Но что еще есть в арсенале реформаторов? Победа над инфляцией? Выплата пенсий престарелым? Способно ли все это перебросить мост через пропасть между вчерашним величием и сегодняшним его отсутствием? А если не это, то что? Да ничего, кроме завоевания Россией нового величия — не военного и не территориального, о котором мечтают реваншисты, но культурного.
В какой, однако, области? Ясно, что не в науке, не в космосе, не в компьютерной технологии. Каждый может продолжить список отраслей, в которых Россия отстала и не готова сегодня к прорыву. Вот тут и всплывает материк ее идейной производительности — тот мощный ресурс, который у нее, бесспорно, есть и в котором даже Запад сейчас нуждается куда больше, чем в российской нефти или алмазах.
Уникальный шанс
Речь не идет, как вы понимаете, о выработке новых стратегий российской внешней политики или национальной идеи, или вообще чего бы то ни было, касающегося будущего одной, отдельно взятой, страны. Речь -о создании альтернативной модели нового послевоенного мирового порядка. Нет сомнения, тут мы тоже вступаем в противоречие с Западом. Но не для конфронтации, на которую нарываются российские реваншисты, а для корректировки его политического мышления и политического курса.
Традиционная классическая модель баланса сил, известная под именем «многополярного мира», уже привела к трем мировым войнам (считая «холодную»). В ядерном веке, в случае прихода к власти в ядерной державе безрассудного и безответственного правительства, человечеству грозит уже не война, а гибель. Но если существующий мировой порядок чреват новыми мировыми катаклизмами -значит, нужно противопоставить ему альтернативную модель, способную обеспечить безопасность мира, развивающегося в направлении к демократии. И в этой альтернативной модели России постельцинской должна принадлежать та же роль, которая в 1920-е принадлежала пост-эбертовской Германии..
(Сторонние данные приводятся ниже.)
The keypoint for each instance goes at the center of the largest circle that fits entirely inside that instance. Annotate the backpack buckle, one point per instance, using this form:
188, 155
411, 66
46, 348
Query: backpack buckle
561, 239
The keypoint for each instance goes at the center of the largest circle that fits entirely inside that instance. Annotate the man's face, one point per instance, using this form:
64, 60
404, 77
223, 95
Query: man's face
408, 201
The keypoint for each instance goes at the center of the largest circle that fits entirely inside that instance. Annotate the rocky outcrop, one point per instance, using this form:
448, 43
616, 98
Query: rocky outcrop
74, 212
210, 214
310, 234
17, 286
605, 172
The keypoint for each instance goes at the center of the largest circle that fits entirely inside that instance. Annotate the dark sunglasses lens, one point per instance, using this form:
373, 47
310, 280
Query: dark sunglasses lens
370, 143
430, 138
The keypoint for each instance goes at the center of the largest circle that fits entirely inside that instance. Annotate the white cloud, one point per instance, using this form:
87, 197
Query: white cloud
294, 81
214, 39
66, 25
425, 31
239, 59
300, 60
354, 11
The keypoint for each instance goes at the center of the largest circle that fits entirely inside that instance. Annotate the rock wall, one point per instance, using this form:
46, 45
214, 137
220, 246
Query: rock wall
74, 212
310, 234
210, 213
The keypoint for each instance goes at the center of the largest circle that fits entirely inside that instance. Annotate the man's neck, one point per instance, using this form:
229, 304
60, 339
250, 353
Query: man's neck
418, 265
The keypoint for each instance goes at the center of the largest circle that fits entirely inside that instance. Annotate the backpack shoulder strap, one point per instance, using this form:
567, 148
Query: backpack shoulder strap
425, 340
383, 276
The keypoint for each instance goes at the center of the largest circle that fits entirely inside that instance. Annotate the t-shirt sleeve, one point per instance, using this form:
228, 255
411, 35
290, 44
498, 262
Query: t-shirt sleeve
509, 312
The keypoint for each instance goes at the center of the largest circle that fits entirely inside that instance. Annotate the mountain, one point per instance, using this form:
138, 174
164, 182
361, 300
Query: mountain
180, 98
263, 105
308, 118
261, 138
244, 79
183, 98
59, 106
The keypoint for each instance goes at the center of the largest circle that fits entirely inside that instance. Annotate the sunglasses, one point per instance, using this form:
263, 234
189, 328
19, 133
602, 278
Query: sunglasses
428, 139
Ясно, почему. Eдва ли кто-нибудь сомневается, что, удайся тогда Западу надежно интегрировать Германию в круг демократических стран (как удалось это сделать после 1945 года), не было бы ни Второй мировой войны, ни Холокоста, ни миллионов жизненных трагедий. Понятно также, что в основе всех этих неисчислимых страданий лежала элементарная ошибка западных политиков, архаичность их мышления, неадекватность созданной ими системы безопасности. Короче говоря, их неспособность адаптировать свой политический курс к новой, послевоенной,реальности — то же самое, что происходит сейчас.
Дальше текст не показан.